For most of my life, up until now, I was manipulated. Manipulated to think one way and not another. I was manipulated to the point that I thought I could not come home because I did not have a passport. I had my birth certificate and an old ID but nothing else. I was convinced that If I didn’t go through the process at the American Embassy, which was costly there, I would not get back home. I remember being in the pueblo in the middle of an event and everyone talking about Trump going to be elected as president. The conversations were about how it was going to be harder to cross the border into the United States. I was told by a visitor from California that if I planned to go home, now would be the best time to do so. I didn’t have the money or time to wait through the process at the embassy I told him. He proceeded to tell me that they would let me across with what I had in my possession. To say that my mouth hit the floor is an understatement. He glared at the one that brought me there then looked back at me. He actually thought I knew when it was the opposite. Mad was a highly underrated emotion that moment. All these years, even what I was told by my own family, I had to have a passport. Almost six years I spent away from everyone and everything that I had known or loved. The look that he gave that guy would have killed him had he not known how he was. I was gone in my mind already.

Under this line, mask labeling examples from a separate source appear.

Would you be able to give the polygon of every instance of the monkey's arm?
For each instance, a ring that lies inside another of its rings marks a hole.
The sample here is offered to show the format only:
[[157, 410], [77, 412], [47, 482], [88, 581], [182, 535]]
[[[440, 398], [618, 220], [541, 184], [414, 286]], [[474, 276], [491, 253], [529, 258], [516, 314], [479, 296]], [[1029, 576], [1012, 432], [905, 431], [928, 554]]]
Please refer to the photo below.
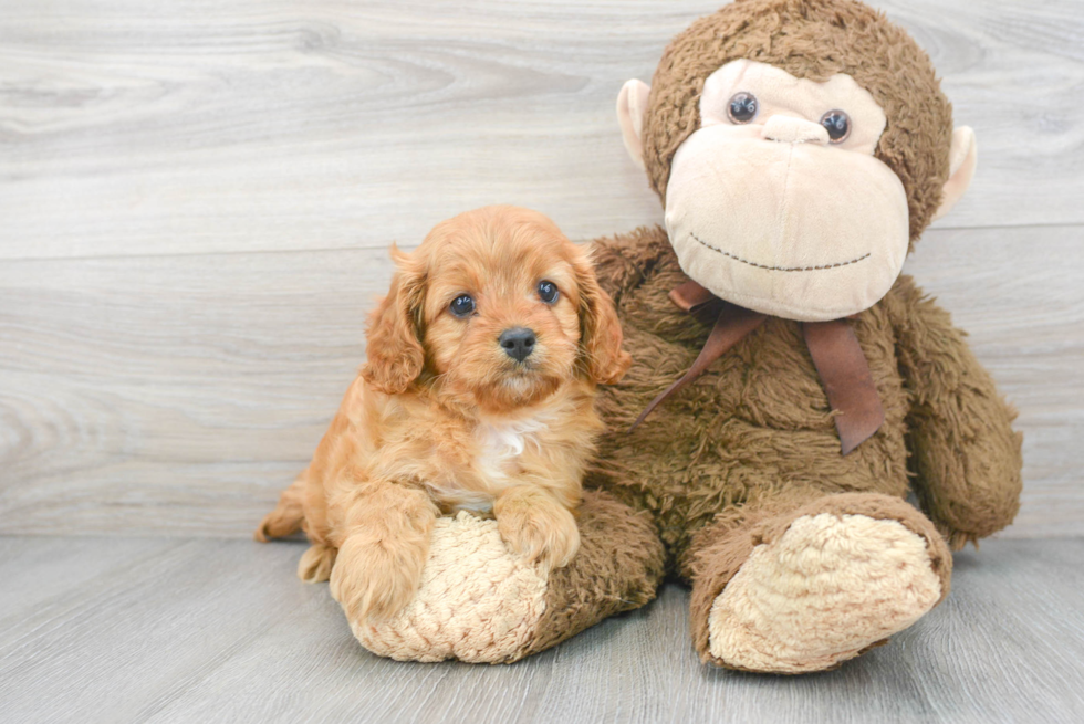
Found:
[[911, 394], [907, 424], [916, 493], [959, 550], [1009, 525], [1020, 508], [1023, 436], [1012, 429], [1015, 410], [949, 314], [910, 277], [900, 277], [889, 296], [899, 367]]
[[615, 237], [602, 237], [591, 242], [591, 261], [598, 284], [614, 302], [639, 286], [666, 254], [673, 254], [670, 240], [659, 227], [640, 227]]

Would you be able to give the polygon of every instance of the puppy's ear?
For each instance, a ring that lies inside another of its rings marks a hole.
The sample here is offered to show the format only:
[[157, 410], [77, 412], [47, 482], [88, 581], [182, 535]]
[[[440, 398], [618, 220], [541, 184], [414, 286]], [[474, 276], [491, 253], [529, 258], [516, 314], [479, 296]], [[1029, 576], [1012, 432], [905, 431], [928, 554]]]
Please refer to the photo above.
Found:
[[573, 269], [580, 286], [580, 344], [584, 371], [595, 382], [613, 385], [628, 371], [632, 357], [621, 348], [623, 335], [614, 301], [598, 286], [587, 252], [577, 249]]
[[425, 269], [417, 254], [392, 245], [397, 266], [392, 288], [369, 315], [366, 356], [362, 377], [386, 395], [398, 395], [421, 374], [421, 305], [425, 301]]

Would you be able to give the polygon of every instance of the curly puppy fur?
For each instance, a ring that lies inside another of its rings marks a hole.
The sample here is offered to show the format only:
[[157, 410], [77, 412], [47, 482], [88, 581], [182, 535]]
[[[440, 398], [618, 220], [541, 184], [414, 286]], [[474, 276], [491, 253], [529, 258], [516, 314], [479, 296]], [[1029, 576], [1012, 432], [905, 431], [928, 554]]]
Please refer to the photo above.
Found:
[[[437, 225], [369, 318], [368, 361], [312, 463], [257, 531], [303, 526], [299, 576], [330, 577], [352, 621], [414, 596], [437, 516], [496, 515], [512, 549], [543, 569], [580, 547], [573, 511], [602, 424], [595, 386], [629, 365], [591, 262], [545, 217], [488, 207]], [[556, 285], [544, 300], [539, 284]], [[468, 314], [451, 303], [473, 301]], [[502, 348], [533, 332], [531, 353]]]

After weeks and weeks of convincing, I was finally given the money for a bus ticket to Houston, Texas. When I got there I had another ticket waiting on me from my brother to Atlanta, GA. I made a bus trip through that country back home by myself. I did not care though, I was going home. I came from the border with 27 dollars in my pocket and still had that money two weeks later. That was the longest trip of my life. The bus line was stopped numerous times coming through that country by their military checking people. Stopped by cartel members, masked, locked, and loaded with machine guns. No doubt in my mind God never left my side.

My trip home came to an end when my sister picked me up in Georgia on October 15, 2016. On her birthday as a matter of fact. I made it back home once again to start over. I started working that following week and have been going full force since. I met my partner in life, who was in a sense starting from nothing also. Together we have worked hard to get where we are at today. We bought our first house together, cars, and all that material stuff. We got married on September 7, 2019 at our house outside surrounded by family and friends. I prepared all the food all the way down to the cake and we had a day to remember.

Challenges are a part of life and everyone has a different story, but no matter what you may experience God is always with you. He never has left my side and I have had the pleasure to experience and see many miracles through him. My story is full of challenges and miracles that was and still is led by God’s mighty hand.